Paroxysmal nocturnal hemoglobinuria (PNH) is a rare and chronic blood disorder caused by an acquired mutation in hematopoietic stem cells, leading to the production of red blood cells (RBCs) that are highly susceptible to destruction by the complement system. This results in both intravascular and extravascular hemolysis, causing severe anemia, fatigue, thrombosis, and other debilitating symptoms. PNH affects an estimated 10 to 20 people per million globally, and is most commonly diagnosed in individuals aged 30 to 40.
The APPULSE-PNH trial marks an important expansion of the clinical evidence for Fabhalta by including patients with higher baseline hemoglobin levels than those enrolled in earlier Phase III studies. Importantly, no patients in the trial required blood transfusions, experienced breakthrough hemolysis (BTH), or suffered major adverse vascular events during the treatment period.
In addition to hematological improvements, patients also reported meaningful reductions in fatigue—a key symptom of PNH. By Day 84, patients showed a 4.88-point improvement on the FACIT-Fatigue scale, which was sustained at 4.29 points through Day 168. These fatigue scores approached levels commonly seen in the general population.
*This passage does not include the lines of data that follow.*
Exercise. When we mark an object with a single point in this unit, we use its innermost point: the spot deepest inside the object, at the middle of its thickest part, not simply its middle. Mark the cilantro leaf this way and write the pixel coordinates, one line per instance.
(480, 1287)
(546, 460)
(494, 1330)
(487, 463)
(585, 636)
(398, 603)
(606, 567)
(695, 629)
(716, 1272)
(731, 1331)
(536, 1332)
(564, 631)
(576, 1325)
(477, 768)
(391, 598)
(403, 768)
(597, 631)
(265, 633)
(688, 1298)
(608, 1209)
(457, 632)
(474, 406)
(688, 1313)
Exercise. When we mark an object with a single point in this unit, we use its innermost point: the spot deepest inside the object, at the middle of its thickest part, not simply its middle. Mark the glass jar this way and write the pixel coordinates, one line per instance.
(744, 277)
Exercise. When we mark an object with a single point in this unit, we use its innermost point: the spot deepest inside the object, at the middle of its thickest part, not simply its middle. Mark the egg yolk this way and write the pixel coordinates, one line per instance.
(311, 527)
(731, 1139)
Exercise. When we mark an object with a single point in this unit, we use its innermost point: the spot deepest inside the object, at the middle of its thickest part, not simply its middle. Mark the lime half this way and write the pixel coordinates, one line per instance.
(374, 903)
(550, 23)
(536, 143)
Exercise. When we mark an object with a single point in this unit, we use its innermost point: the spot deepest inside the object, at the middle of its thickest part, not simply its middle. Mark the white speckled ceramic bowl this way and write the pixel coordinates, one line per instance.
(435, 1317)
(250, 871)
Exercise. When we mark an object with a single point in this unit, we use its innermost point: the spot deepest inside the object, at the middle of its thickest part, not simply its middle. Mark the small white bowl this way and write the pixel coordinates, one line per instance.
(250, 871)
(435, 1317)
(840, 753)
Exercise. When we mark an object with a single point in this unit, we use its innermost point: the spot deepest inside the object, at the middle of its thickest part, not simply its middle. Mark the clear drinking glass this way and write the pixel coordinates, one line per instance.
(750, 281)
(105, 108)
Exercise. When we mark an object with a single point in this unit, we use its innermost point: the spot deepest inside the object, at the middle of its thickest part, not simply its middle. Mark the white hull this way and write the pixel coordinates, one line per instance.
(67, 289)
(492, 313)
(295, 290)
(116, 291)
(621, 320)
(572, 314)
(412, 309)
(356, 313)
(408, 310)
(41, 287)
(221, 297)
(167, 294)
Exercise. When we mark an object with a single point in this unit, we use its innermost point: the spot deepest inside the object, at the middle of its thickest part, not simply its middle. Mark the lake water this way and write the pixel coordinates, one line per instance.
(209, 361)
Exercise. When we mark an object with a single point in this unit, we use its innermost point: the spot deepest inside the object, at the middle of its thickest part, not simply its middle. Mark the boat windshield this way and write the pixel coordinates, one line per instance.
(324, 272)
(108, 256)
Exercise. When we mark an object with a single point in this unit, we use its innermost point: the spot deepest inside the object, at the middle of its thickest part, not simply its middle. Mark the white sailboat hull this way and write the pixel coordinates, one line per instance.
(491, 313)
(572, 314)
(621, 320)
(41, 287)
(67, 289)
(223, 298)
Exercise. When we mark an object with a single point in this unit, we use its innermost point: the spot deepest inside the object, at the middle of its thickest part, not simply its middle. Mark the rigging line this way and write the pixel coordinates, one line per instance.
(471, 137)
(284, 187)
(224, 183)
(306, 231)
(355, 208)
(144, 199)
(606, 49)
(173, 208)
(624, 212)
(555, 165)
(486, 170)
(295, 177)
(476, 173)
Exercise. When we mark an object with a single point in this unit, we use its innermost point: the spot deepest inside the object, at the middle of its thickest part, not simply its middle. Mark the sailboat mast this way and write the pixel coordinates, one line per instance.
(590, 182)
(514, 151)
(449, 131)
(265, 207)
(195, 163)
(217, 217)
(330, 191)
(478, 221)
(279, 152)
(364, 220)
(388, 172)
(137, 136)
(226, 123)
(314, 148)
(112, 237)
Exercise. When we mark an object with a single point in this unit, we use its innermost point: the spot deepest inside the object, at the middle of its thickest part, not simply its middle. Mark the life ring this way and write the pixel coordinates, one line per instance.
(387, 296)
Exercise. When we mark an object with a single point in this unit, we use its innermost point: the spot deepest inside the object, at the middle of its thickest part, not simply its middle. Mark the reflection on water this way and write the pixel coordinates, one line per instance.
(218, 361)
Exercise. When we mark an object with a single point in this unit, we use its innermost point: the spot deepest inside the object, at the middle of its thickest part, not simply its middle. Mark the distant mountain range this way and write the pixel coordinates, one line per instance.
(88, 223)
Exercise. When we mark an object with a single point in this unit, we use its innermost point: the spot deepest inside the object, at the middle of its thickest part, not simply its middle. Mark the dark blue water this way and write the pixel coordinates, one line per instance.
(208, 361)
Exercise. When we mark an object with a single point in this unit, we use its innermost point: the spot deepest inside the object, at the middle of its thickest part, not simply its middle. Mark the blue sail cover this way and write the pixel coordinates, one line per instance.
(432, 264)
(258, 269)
“Today, some patients living with PNH have unmet needs not addressed by eculizumab or ravulizumab,” said Dr. Austin Kulasekararaj, Consultant Hematologist at Kings College Hospital and Kings College London. “The positive results from APPULSE-PNH reinforce that Fabhalta can provide clinically meaningful improvements in hemoglobin among patients with higher baseline hemoglobin levels than those enrolled in previous trials, while offering an oral monotherapy for patients.”
Further clinical markers also supported Fabhalta’s efficacy. The majority of patients (92.7%) achieved Hb ≥12 g/dL, and laboratory indicators such as lactate dehydrogenase and absolute reticulocyte count confirmed both intravascular and extravascular hemolysis control.
“Novartis is dedicated to advancing research and innovation that can transform care and significantly improve the lives of people living with PNH and those who support them,” said Dr. Shreeram Aradhye, President, Development and Chief Medical Officer at Novartis. “The new data from APPULSE-PNH, combined with results from the Phase III roll-over extension of the APPLY-PNH and APPOINT-PNH studies, reinforce the robust safety and efficacy profile of Fabhalta. It remains the first and only oral monotherapy available for adults with PNH, regardless of their previous treatment experience.”
Alongside APPULSE-PNH, Novartis will also present extended follow-up data from the APPLY-PNH and APPOINT-PNH trials. Across all studies, Fabhalta was well tolerated, with no new safety signals, aligning with prior findings.
Despite current anti-C5 therapies such as eculizumab and ravulizumab, many patients remain anemic or dependent on blood transfusions. These treatments also require time-intensive intravenous infusions every 2–8 weeks, highlighting the need for more convenient and effective alternatives—an area in which Fabhalta may offer a breakthrough.
With Fabhalta’s continued demonstration of safety, efficacy, and ease of administration, Novartis is paving the way toward improved quality of life for people living with PNH.